My variables (all continuous):

  • IVs: Secondary Traumatic Stress and Vicarious Traumatization
  • DV: PTSD
  • Mediator: Social Support

I checked the correlations between the variables and they are all significant at the 0.01 level (2-tailed).

I had a look at this video (duration 3'49"), but I fail to understand how the author finds out the mediation (I was expecting a special field for the mediator, a little bit like the covariate in an ANCOVA). The statistical result fails, in my mind, to show the mediation.
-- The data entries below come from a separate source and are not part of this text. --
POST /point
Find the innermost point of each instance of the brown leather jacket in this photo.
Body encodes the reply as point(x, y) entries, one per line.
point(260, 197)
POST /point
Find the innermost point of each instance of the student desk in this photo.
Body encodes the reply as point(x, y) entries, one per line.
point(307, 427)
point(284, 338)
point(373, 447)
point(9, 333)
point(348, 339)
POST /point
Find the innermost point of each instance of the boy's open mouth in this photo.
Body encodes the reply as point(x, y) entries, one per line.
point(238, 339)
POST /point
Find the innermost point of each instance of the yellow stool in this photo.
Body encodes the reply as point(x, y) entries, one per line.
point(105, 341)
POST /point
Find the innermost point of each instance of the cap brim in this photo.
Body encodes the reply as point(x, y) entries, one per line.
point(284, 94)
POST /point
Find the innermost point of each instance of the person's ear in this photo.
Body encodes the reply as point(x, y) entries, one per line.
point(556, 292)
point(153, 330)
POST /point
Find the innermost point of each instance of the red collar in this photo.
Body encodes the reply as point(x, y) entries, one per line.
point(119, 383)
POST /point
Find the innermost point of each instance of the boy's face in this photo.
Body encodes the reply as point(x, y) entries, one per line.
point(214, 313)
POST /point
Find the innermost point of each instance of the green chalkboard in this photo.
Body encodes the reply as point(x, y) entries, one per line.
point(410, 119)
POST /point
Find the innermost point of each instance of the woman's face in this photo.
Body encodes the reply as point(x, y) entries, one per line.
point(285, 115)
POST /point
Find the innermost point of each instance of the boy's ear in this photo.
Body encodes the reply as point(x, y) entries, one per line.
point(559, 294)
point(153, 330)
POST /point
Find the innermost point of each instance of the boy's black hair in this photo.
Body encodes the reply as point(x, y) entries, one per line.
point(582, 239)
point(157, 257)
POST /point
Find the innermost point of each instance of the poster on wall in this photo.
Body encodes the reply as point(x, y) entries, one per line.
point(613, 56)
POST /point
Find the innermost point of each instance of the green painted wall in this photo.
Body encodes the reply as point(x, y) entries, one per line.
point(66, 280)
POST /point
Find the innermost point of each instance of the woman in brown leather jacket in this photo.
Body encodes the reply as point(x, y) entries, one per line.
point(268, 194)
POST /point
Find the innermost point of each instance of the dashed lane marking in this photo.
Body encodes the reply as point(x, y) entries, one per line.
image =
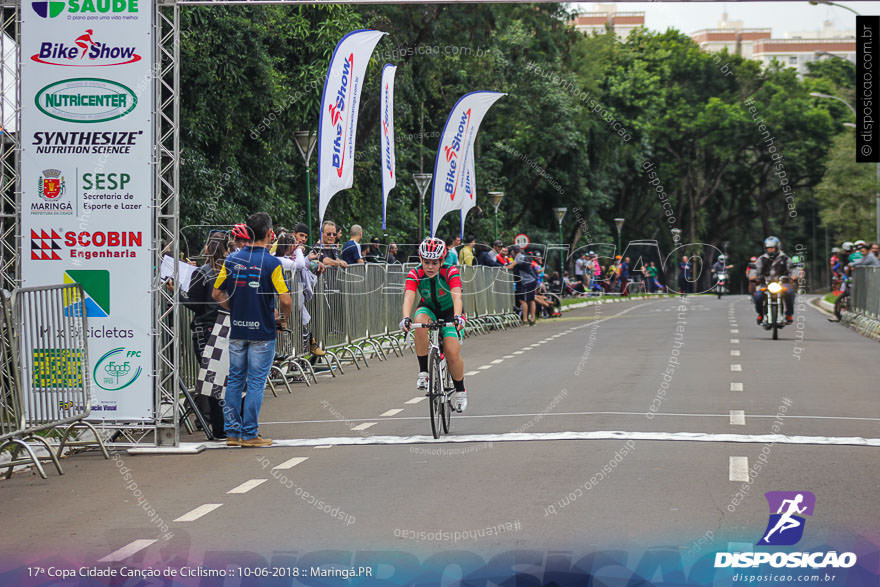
point(247, 486)
point(739, 469)
point(193, 515)
point(290, 463)
point(126, 551)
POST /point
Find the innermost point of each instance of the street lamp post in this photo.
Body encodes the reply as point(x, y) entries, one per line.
point(423, 181)
point(876, 195)
point(619, 223)
point(495, 198)
point(305, 142)
point(560, 214)
point(676, 235)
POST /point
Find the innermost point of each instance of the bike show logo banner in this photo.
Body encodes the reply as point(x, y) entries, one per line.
point(339, 108)
point(386, 135)
point(456, 144)
point(86, 134)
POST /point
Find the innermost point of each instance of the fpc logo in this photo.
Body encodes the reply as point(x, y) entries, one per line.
point(786, 526)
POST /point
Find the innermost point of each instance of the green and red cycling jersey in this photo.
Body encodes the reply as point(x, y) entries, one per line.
point(435, 292)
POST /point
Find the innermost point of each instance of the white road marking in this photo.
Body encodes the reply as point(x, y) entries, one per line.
point(126, 551)
point(739, 469)
point(592, 435)
point(290, 463)
point(247, 486)
point(197, 513)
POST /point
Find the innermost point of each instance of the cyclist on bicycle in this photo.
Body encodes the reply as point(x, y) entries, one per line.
point(438, 286)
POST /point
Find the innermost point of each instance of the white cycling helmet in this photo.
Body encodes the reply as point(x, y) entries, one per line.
point(432, 248)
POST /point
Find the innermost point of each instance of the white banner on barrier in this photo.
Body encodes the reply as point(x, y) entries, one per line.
point(339, 108)
point(386, 135)
point(456, 143)
point(87, 184)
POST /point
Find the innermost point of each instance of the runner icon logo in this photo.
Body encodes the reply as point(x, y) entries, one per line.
point(786, 526)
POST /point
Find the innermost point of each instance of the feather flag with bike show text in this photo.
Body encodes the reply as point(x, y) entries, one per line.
point(456, 145)
point(339, 108)
point(386, 135)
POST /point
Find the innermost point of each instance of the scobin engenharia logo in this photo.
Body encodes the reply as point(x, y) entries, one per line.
point(785, 527)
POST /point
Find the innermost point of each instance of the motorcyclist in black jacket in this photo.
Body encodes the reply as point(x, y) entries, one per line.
point(774, 264)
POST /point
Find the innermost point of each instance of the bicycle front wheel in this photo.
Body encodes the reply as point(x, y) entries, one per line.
point(435, 390)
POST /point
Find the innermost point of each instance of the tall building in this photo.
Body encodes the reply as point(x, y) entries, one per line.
point(622, 23)
point(796, 50)
point(730, 35)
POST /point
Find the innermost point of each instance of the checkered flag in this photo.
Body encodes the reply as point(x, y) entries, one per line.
point(214, 364)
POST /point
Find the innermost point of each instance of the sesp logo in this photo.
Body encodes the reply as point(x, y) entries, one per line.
point(115, 370)
point(786, 526)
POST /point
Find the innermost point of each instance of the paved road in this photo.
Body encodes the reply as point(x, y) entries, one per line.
point(647, 427)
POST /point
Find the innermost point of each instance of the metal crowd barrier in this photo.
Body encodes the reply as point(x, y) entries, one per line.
point(45, 363)
point(866, 291)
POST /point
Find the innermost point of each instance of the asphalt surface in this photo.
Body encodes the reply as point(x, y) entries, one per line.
point(607, 428)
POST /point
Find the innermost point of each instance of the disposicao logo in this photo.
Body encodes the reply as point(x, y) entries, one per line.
point(85, 52)
point(786, 528)
point(86, 100)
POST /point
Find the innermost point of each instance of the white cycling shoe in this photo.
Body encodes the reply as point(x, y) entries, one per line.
point(459, 401)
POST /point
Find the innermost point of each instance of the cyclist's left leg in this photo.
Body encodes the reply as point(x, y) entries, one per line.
point(452, 351)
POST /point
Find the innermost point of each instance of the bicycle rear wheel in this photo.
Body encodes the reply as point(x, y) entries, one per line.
point(436, 405)
point(447, 405)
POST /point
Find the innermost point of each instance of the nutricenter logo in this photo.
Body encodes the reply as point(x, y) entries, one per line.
point(85, 99)
point(54, 8)
point(786, 528)
point(85, 52)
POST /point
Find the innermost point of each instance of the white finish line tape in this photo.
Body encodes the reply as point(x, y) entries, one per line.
point(596, 435)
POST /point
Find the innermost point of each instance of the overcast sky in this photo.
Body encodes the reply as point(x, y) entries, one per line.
point(782, 17)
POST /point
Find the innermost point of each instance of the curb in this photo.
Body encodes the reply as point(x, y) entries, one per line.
point(608, 300)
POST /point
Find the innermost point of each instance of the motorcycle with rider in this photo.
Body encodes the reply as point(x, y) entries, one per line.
point(773, 287)
point(720, 276)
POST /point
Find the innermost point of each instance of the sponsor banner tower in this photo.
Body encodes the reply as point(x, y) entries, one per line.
point(87, 183)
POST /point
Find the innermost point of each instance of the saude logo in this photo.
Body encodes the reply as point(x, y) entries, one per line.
point(85, 52)
point(786, 528)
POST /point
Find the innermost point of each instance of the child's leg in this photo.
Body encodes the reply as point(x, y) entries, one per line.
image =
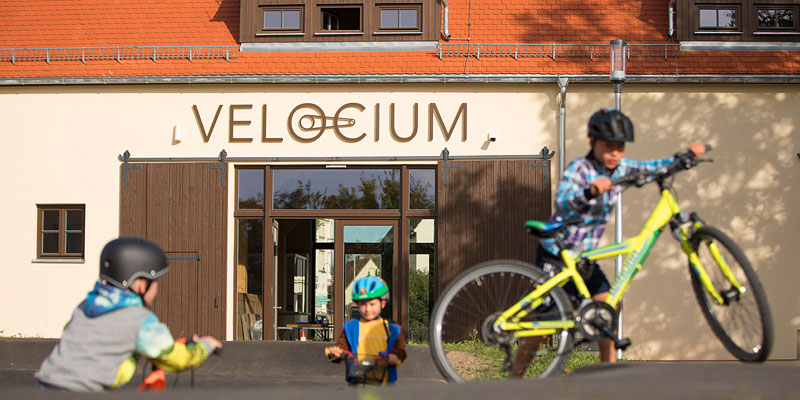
point(527, 346)
point(608, 353)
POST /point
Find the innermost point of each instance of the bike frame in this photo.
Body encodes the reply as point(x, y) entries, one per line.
point(636, 248)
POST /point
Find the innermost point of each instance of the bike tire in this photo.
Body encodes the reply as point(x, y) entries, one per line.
point(744, 325)
point(474, 296)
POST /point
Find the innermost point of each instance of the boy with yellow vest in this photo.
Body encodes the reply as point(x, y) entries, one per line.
point(371, 337)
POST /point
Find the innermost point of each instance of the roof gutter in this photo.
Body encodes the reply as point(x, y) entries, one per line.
point(410, 78)
point(671, 17)
point(446, 23)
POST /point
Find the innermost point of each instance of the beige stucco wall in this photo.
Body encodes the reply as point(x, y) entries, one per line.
point(61, 146)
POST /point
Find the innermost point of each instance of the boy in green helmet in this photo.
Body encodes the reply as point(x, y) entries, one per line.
point(370, 337)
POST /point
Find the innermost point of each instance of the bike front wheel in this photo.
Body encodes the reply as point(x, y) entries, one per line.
point(742, 322)
point(463, 346)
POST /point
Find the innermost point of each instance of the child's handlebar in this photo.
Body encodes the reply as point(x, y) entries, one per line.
point(683, 161)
This document in German, on page 14, however, shows that in SPSS if we do:

  1. Analyze
  2. Generali Linear Model
  3. Univariate…
  4. Dependent Variable: PTSD
  5. Fixed Factor(s): STSS, VTS
  6. Covariate(s): Social Support

Results show statistically significant (p < .05) sources as follows:

  • Corrected Model
  • Intercept
  • STSS

Marginally significant (p = [.05; .10]):

  • Social Support

Non significant (p > .10):

  • VTS
  • STSS * VTS

Adjusted R Squared = .416

But I cannot see the correlations.

Anyone has any suggestions on how to do a Multiple Linear Regression with meditation in SPSS (or R/RStudio if need be)?


1 Answer 1


In fact what seems to be needed in this case is a latent variable analysis or lavaan. In R/RStudio it would be as follows (all the sources are in the code). The database is an SPSS .sav file:

#lavaan: latent variable analysis (i.e., multiple linear regression with mediation)
#(Source: http://lavaan.ugent.be/tutorial/mediation.html)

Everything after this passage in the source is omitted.